Once in a while when I do hear 'em, though, it's like a real shock, y'know? I've got used to, y'know, the ones with the 25 stickers on their cars, like Obama '08 The Messiah Is Here and Coexist With Islam Which Is Just a Social Construct and Fuck for Peace, y'know? But I hear 'em talk and I'm like woh!

Old waste of space I am, I've kinda got used to the girls, I mean womyn, with their "uptalk," y'know, ending every sentence on an upnote, y'know what I mean? I mean, like, "It's about social justice?" and "We've gotta do something?" and "They need to hear us?"
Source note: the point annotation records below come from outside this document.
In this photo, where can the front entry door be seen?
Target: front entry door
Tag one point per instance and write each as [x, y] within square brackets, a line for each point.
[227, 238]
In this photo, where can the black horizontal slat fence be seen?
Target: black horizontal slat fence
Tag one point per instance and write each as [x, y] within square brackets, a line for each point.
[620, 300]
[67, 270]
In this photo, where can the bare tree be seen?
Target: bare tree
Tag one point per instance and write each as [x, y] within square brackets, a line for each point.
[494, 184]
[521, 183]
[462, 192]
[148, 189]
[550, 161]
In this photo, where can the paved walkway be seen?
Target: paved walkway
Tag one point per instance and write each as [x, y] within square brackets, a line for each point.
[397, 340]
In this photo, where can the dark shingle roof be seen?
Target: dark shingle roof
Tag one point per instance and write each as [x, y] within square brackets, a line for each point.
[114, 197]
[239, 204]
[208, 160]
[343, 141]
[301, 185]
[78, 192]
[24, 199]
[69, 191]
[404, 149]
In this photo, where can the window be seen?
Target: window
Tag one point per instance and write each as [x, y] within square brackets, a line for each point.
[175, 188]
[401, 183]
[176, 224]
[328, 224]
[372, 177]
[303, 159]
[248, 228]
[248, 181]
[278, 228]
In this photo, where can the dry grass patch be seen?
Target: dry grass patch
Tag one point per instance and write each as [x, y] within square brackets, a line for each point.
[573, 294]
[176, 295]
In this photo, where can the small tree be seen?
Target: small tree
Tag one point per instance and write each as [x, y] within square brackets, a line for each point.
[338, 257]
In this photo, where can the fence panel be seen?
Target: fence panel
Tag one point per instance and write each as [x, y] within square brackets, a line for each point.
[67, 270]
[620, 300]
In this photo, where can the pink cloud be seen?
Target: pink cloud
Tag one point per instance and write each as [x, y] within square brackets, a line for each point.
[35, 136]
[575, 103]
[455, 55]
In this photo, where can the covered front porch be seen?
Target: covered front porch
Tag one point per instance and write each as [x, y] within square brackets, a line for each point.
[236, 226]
But it's the guys, y'know, the like 20-somethings, well fuck, I call 'em guys, y'know, as a how do you say it, horrific, honorific, whatever, y'know, that really make me like wanna hurl

It's not just the like, what d'you call 'em, words they use, all 50 of 'em, but the sound they make. Like produced way back in the throat, y'know? Like, they're gay (not that there's anything wrong with that). And these gays, sorry, guys, I mean, like, they do the uptalk thing too. They talk like, y'know, womyn. Everything that comes out of their throats, like way back, has a sort of tentative sound, like "I'm just sayin', y'know, but if a Person of Color is offended, hey, y'know, I didn't really mean it."

The old generation really like sucks. That's getting to be me, y'know?